Ia pun berharap seminar kebangsaan ini mampu menumbuhkan kesadaran cinta tanah air Indonesia.
“Kami yakin seminar ini akan menambah pengetahuan baru dan akan menguatkan rasa cinta tanah air Indonesia,” tambah I Dewa Nyoman dalam sambutannya.
Khususnya mengenai sejarah kemerdekaan bangsa Indonesia dan sejarah berdirinya Negara Kesatuan Republik Indonesia, Ketua DPP PCTA Indonesia berharap jangan sampai terjadi gagal faham.
“Bangsa kita 79 tahun merdeka, apakah kita membiarkan, membiarkan sejarah berjalan salah. Kalau ini dibiarkan kita akan berdosa pada para pahlawan, berdosa kepada para pendiri bangsa, dan utamanya berdosa pada Allah Ta’ala,” tegasnya.

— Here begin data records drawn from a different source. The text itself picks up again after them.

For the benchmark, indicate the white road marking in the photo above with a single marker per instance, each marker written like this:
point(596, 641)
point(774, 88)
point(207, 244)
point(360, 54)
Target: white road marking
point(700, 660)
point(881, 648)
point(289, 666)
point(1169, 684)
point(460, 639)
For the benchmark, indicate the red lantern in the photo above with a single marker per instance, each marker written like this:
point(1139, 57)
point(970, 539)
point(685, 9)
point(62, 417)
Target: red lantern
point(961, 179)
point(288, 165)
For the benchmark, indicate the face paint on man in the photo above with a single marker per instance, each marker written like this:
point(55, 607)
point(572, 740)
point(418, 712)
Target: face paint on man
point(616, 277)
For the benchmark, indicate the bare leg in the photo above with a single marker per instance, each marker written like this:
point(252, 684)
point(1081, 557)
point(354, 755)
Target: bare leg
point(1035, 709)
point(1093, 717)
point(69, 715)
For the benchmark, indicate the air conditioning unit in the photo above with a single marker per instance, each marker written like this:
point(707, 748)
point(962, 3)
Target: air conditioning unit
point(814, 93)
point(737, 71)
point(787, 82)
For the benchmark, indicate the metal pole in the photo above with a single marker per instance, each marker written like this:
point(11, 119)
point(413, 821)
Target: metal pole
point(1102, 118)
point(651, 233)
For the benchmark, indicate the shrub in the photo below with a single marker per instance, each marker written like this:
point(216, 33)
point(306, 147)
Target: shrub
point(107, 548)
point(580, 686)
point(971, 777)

Seminar yang berlangsung sekitar empat jam ini pun menghasilkan sesuatu yang sangat cukup menggembirakan, yakni usulan nomenklatur dalam l peringatan dan tasyakkuran Hari Kemerdekaan Bangsa Indonesia dan Berdirinya NKRI.
Kesepakatan ini mengerucut pada puncak acara sebelum berakhirnya seminar. Tiga nara sumber Ir. Edi Setiawan, SE, M.Si (DPP PCTA Indonesia), R.M. Kusuma Hartana. S (Ketua Harian Situs Persada Soekarno Kediri) dan Prof. Dr. Imam Yahya, M.Ag (Guru Besar UIN Walisongo Semarang), moderator Drs. Ismu Syamsuddin dan semua undangan yang hadir membubuhkan tanda tangan sebagai bukti kata sepakat.
“Alhamdulillah Atas Berkat Rohmat Alloh Yang Maha Kuasa dan dengan didorongkan keinginan yang luhur, demi cinta kita pada Negara Kesatuan Republik Indonesia, semua sepakat mengusulkan 18 Agustus sebagai Hari Besar Nasional Hari Berdirnya NKRI. Alhamdulillah kami bersyukur dan lega sekali,” aku Achmad Asy’ari.
Ia menambahkan usulan satu rangkaian dengan usulan nemenklatur dari “17 Agustus 1495 Proklamasi Kemerdekaan Republik Indonesia” menjadi 17 Agustus 1945. Hari Kemerdekaan Bangsa Indonesia dan 18 Agustus 1945 Hari Berdirinya Negara Kesatuan Republik Indonesia.
“Usulan dan rekomendasi ini kita kirimkan ke Sekretariat Negara RI, Kemendagri, Kemensos, dan juga kita tembuskan ke Gubernur Jawa Tengah,” tegas Asy’ari.
“Kami dari DPP PCTA Indonesia akan mengawal usulan ini sampai Pusat, sekaligus hasil seminar ini mendorong dan menguatkan hasil FGD (Fokus Grup Diskusi) yang telah kami lakukan diberbagai daerah agar supaya segera ditetapkan menjadi keputusan Nasional,,” ujar Drs. Ismu Syamsuddin Sekjen DPP PCTA Indonesia.
“Usulan ini tidak merubah sejarah,, tapi pelurusan pemahaman dan penyadaran sejarah. Jadi sejarahnya tidak salah, tidak ada yang diubah, yang salah adalah pemahamnya. Karena sebagainya besar menanggapi pada tanggal 17 Agustus Negara Kesatuan Republik Indonesia sudah berdiri, padahal tanggal 17 Agustus sesuai Teks Prokalmasi barulah pernyataan kemerdekaan bangsa, besoknya tanggal 18 Agustus 1945 barulah Negara Republik Indonesia sah berdiri,” papar Kushartono Ketua Harian Situs Ndalem Pojok Persada Soekarno salah satu. pembicara seminar.
“Karena seringnya menyebut “17 Agustus disebut sebagai Hari Proklmasi Kemerdekaan Republik maka lambat laun tertanam dalam pikiran bawah sadar mengira bahwa yang merdeka itu adalah Republik dan akhirnya pula menduga bahwa berdirinya Republik itu tanggal 17 Agustus 1945. Jadi ini hanya salah kebiasaan yang terus diulang-ulang,” kata Ir. Edi Setiawan Pakar Komunikasi.